Vi racconto in breve la storia dell’indovino Tiresia la cui figura mi ha sempre emozionato.
Tiresia è una delle figure più enigmatiche e affascinanti della mitologia greca, un personaggio che incarna al contempo la saggezza e la sventura. La sua vita è segnata da eventi straordinari e trasformazioni che ne hanno fatto un simbolo di conoscenza e di sofferenza, a partire dalle sue origini.
Nato dall’unione tra Evereo, un guerriero della stirpe degli Sparti, e la ninfa Cariclo, Tiresia crebbe a Tebe, una città carica di leggende e avventure. Già da giovane, si trovò costretto a fuggire da Tebe quando gli Epigoni, attaccarono e conquistarono la città. Questo evento segnò l’inizio di una vita avventurosa, caratterizzata non solo da fughe, ma anche da esperienze straordinarie che avrebbero cambiato il suo destino.
Tiresia divenne famoso in tutta la Grecia per una singolare disavventura. Un giorno, mentre si trovava sul monte Cilene, scoprì due serpenti intenti nell’atto di accoppiarsi. Per qualche ragione misteriosa, decise di dividere i due animali, colpendo la femmina con un bastone. In quel preciso istante, la sua vita cambiò radicalmente: Tiresia fu trasformato in donna. Questa nuova forma gli offrì uno sguardo inedito sulla vita, permettendogli di esplorare il mondo da una prospettiva femminile. Durante questo percorso, durato sette anni, Tiresia visse molte esperienze, scoprendo i piaceri e le complicazioni dell’amore tra uomini, una rivelazione che avrebbe influenzato profondamente la sua esistenza e il suo pensiero.
Ma Tiresia non era destinato a rimanere per sempre in questa condizione. Un giorno, tornando nel medesimo luogo dove tutto era iniziato, vide nuovamente una coppia di serpenti accoppiarsi. Questa volta, colpì il maschio e, in un altro colpo del destino, riacquistò la sua forma originaria. La sua vita di metamorfosi e di riscoperta del sé divenne leggendaria e attirò l’attenzione degli dei stessi.
Un giorno, Zeus ed Era, in una disputa sul piacere dell’amore, si trovarono di fronte a un dilemma irrisolvibile: chi tra uomo e donna provava più piacere durante l’atto sessuale? Non trovando risposta né tra gli dei né tra gli uomini, decisero di consultare Tiresia, l’unico mortale che avesse sperimentato entrambi i lati della questione.
Tiresia, dotato di una saggezza innata, non esitò un momento: dichiarò che, se il piacere amoroso fosse stato composto da dieci parti, alla donna sarebbero spettate nove, mentre all’uomo solo una. Questa affermazione, questa rivelazione irritò profondamente Era, che desiderava non far conoscere questa verità, ed accecata dalla furia per la risposta data, decise di punirlo per la sua verità. Con un gesto rabbioso, lo rese cieco. Zeus, pur non potendo rimediare all’errore della moglie, cercò di compensare Tiresia offrendogli il dono dell’infallibilità nella profezia e la capacità di comprendere il linguaggio degli uccelli. Inoltre, gli accordò la straordinaria opportunità di vivere per sette generazioni umane, un dono che amplificò ulteriormente la sua leggenda.
Così, Tiresia si stabilì nei pressi di Tebe, assistito da un giovane allievo, e si dedicò alla divinazione, immergendosi in rituali e sacrifici, cercando di interpretare i segni e le voci del destino.

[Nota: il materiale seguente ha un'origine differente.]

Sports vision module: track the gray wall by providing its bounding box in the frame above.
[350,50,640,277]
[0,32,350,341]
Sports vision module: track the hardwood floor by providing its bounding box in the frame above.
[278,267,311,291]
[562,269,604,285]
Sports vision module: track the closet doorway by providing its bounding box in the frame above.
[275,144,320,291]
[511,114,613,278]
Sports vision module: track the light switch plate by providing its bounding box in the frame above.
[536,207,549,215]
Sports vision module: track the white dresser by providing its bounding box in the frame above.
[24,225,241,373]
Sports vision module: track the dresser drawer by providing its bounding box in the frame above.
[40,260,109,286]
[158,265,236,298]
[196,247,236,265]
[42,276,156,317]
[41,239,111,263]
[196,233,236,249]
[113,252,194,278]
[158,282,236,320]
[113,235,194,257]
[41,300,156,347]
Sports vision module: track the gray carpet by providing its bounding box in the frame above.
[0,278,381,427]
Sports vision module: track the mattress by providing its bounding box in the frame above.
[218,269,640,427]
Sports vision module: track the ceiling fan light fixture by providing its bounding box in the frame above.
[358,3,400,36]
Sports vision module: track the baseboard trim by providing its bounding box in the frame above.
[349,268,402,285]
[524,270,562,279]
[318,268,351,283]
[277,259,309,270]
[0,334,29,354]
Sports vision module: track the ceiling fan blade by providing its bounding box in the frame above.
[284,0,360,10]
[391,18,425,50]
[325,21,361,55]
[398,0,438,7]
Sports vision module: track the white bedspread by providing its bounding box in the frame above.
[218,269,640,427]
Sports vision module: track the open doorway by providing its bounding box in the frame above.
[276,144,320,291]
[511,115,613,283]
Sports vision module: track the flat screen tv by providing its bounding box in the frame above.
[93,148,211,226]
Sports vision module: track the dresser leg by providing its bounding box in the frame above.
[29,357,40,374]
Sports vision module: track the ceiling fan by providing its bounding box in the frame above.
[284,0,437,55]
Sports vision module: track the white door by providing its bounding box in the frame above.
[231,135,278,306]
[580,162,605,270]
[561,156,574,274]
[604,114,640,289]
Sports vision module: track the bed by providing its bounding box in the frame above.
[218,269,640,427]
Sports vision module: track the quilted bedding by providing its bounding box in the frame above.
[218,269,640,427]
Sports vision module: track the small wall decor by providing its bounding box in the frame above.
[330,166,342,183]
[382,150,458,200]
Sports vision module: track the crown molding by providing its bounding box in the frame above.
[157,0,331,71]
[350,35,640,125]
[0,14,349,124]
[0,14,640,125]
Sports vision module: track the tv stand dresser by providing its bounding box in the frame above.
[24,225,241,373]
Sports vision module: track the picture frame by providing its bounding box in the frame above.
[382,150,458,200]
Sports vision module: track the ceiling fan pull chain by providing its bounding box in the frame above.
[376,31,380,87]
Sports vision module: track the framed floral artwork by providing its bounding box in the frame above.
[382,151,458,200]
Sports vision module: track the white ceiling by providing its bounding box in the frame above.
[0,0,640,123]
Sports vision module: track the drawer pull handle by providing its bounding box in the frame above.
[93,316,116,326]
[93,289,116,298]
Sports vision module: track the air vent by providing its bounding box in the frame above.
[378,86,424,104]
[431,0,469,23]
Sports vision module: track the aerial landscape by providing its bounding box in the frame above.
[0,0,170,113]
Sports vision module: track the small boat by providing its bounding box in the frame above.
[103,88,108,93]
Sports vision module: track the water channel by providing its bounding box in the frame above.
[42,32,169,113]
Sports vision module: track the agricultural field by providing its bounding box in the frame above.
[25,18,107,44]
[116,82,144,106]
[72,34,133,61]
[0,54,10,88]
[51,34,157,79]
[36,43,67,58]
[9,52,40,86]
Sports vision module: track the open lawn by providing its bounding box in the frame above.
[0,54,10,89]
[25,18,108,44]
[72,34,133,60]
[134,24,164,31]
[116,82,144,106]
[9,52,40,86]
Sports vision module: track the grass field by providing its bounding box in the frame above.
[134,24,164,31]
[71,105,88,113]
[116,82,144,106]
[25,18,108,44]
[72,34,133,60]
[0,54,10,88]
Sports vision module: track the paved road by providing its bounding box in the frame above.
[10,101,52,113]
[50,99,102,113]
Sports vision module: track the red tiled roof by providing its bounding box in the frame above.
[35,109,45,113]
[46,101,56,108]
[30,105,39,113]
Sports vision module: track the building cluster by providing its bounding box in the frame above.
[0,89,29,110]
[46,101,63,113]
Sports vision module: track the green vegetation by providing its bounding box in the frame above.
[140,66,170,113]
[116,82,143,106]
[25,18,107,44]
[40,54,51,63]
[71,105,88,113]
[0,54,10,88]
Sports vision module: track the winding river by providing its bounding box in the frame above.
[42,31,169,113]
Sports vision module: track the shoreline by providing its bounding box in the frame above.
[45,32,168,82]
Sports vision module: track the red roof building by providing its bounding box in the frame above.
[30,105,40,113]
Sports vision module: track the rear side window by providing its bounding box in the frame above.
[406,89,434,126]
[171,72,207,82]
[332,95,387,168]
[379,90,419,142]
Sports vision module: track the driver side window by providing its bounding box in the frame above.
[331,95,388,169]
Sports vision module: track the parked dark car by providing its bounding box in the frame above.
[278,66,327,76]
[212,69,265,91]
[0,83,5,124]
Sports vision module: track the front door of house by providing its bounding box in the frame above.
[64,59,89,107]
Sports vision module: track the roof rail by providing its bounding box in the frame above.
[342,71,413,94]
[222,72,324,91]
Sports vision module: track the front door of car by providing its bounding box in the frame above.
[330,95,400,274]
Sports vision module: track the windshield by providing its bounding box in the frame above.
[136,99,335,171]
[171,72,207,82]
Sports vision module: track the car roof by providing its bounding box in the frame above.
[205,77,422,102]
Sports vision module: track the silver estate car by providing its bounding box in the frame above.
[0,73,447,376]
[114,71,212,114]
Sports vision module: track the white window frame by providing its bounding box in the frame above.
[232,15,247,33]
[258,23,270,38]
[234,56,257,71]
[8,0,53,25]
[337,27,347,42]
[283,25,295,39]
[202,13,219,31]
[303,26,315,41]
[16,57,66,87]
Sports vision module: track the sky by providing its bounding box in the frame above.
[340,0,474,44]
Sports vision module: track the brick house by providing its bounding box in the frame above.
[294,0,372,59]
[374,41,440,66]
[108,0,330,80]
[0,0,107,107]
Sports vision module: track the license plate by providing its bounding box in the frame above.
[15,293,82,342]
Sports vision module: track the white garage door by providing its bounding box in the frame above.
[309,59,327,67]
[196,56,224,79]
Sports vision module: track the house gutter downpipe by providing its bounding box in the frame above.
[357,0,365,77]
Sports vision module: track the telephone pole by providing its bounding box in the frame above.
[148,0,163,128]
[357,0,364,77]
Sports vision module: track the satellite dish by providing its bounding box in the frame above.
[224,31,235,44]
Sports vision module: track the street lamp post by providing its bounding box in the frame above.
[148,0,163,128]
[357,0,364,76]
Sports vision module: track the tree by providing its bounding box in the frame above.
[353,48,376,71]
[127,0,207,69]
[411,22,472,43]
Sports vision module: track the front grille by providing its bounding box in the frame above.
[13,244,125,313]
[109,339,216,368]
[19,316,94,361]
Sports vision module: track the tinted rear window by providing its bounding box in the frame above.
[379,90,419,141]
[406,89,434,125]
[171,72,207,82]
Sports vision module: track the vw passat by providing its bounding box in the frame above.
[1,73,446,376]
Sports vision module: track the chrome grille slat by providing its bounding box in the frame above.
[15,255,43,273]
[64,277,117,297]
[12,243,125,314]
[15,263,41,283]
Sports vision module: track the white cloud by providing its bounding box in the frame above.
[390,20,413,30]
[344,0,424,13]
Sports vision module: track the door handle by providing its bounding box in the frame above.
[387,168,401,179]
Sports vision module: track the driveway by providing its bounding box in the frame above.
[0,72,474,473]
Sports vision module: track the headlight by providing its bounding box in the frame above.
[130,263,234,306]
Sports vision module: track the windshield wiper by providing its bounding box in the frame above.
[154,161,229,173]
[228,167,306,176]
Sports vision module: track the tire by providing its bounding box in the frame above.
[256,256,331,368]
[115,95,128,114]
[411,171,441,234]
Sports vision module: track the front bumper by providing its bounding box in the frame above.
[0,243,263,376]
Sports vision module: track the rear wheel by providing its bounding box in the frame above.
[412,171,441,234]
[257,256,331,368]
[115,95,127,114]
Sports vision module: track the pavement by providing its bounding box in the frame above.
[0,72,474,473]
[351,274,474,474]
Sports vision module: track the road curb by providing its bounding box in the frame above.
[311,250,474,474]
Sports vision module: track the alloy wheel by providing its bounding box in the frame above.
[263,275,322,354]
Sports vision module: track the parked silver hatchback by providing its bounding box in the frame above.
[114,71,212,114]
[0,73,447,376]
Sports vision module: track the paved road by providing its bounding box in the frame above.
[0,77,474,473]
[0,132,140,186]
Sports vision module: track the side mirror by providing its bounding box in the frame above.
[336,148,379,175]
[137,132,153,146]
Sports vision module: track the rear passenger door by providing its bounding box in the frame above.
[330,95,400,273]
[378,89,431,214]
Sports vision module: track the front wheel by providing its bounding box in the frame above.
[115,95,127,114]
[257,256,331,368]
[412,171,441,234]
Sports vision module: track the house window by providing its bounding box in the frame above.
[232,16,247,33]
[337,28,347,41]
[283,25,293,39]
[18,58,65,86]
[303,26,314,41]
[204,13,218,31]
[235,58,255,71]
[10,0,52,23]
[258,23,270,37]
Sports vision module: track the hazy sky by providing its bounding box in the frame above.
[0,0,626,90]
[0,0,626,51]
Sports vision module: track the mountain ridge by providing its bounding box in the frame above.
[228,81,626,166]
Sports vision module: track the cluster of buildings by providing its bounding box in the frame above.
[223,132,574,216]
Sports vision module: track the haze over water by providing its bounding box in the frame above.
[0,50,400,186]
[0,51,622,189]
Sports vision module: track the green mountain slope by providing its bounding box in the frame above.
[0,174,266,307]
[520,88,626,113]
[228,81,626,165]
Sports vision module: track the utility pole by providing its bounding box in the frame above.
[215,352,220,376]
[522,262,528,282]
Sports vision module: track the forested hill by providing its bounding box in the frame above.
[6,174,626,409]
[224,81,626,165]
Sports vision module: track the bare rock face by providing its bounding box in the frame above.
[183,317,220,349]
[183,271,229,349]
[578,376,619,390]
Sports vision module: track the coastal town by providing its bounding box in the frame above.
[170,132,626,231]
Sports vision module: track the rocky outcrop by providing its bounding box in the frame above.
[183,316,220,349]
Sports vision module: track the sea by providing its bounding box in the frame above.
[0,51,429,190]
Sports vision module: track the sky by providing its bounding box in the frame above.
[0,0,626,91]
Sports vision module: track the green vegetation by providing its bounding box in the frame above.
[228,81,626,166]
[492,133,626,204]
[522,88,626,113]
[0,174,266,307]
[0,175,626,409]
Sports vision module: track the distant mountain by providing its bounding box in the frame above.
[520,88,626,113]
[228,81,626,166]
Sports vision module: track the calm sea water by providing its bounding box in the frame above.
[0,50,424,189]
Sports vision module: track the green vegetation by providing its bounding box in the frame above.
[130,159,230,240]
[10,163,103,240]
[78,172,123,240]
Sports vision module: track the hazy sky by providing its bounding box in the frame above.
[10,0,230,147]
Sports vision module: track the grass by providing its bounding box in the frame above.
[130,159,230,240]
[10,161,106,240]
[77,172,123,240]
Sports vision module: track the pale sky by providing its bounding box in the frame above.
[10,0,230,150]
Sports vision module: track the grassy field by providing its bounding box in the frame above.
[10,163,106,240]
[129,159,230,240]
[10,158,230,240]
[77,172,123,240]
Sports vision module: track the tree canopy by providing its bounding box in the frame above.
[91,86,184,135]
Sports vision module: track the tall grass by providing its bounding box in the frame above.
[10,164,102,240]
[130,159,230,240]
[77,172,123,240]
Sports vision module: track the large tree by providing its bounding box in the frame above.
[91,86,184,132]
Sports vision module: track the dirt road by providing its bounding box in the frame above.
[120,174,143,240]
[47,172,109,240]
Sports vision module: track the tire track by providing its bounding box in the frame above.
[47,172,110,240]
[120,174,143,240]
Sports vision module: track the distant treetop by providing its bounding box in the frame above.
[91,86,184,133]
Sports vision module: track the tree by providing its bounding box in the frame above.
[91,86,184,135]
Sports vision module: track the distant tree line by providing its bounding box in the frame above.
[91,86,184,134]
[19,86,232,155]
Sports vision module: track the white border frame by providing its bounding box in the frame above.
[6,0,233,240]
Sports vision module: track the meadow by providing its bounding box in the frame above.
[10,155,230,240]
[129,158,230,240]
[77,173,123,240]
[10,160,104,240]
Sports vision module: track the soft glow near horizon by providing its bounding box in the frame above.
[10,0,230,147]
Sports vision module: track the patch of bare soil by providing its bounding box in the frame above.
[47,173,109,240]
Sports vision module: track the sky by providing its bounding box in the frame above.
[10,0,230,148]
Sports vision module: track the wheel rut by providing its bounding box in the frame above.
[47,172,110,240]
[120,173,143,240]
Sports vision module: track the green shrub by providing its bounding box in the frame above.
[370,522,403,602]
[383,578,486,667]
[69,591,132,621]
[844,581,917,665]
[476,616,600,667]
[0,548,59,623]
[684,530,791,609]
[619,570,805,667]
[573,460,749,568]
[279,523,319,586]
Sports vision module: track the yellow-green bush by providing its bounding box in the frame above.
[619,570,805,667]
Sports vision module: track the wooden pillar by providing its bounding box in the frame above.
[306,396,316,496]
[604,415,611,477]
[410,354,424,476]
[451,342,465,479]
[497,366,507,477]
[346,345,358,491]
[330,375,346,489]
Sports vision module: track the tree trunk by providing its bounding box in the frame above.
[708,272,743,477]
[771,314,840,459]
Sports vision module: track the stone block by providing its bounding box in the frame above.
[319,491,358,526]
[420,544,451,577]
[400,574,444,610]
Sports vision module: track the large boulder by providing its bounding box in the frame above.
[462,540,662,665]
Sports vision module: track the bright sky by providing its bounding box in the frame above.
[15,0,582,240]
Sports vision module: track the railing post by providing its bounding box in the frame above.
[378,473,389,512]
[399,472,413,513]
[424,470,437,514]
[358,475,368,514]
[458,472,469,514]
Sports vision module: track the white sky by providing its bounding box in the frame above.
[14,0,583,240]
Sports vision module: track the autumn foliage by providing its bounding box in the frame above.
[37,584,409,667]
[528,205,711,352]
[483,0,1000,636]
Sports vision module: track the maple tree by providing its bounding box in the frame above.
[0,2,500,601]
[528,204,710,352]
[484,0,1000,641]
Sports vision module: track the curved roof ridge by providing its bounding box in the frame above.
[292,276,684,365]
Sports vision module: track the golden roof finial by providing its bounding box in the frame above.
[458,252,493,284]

La sua fama crebbe e i nobili di Grecia si recavano da lui in cerca di consigli e profezie, attratti dalla sua oculata saggezza.
Con il passare del tempo, Tiresia raggiunse una veneranda età, diventando un simbolo di conoscenza e introspezione, ma il suo destino non era ancora compiuto. Quando gli Epigoni attaccarono nuovamente Tebe, Tiresia, benché aggredito dalla vecchiaia, desiderò fuggire per salvarsi. Tuttavia, il suo cammino verso la libertà si interruppe in modo tragico. Presso la fonte di Telfusa, bevendo acqua gelida, trovò la morte, chiudendo un ciclo di vita che era stato tanto ricco quanto travagliato.
La storia di Tiresia ci parla di trasformazioni e della ricerca della verità, di saggezza e di sacrificio. La sua figura rappresenta un ponte tra mondi, una connessione tra il visibile e l’invisibile, tra il maschile e il femminile, lasciando un’impronta duratura nella cultura e nella letteratura, un esempio di come ogni esperienza, sia essa una benedizione o una maledizione, possa aprire porte a comprensioni più profonde della vita stessa. Tiresia rimarrà sempre un simbolo di quella eterna ricerca di verità che abita nel cuore di ogni uomo e donna.